Asked if he would change his stance if the Interior Department accepted the bison at the National Bison Range, Schweitzer replied “that would be a good start.”

The governor said that in rejecting the state’s proposal, Fish and Wildlife Service Director Daniel Ashe cited worries over brucellosis raised by agency scientist Tom Roffe in Bozeman.

Roffe, chief of wildlife health for the agency, said in an interview he had three concerns: Yellowstone bison could expose an estimated 400 bison already at the Moiese range to other animal diseases or parasites; an ongoing study of the Yellowstone bison could be compromised if they interacted with range bison; and other states would be reluctant to take any range bison if they knew they had come into contact with Yellowstone animals.
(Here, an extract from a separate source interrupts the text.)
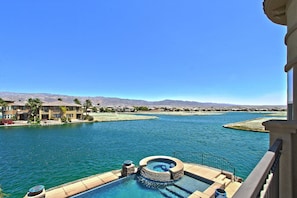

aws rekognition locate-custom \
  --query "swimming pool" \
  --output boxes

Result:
[72,173,213,198]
Ryan Clarke, an epidemiologist for the USDA’s Animal and Plant Health Inspection Service, said the bison have been through as many as 20 tests to ensure they don’t have the disease, and the agency is requiring five years of post-relocation checks on some of the animals out of “an excess of caution.”

“Some of those cows have been tested since 2004. These bison are probably the most tested group of bison in the nation by far, ever,” Clarke said.

But Roffe said brucellosis was “not a personal concern” because of the extensive testing done.

“I know that the (quarantined) bison don’t harbor brucella,” he said, referring to the bacteria that causes the disease. “This is being painted too simply. This is not about brucellosis. This is more about the appropriate way to complete a quarantine feasibility study on brucellosis.”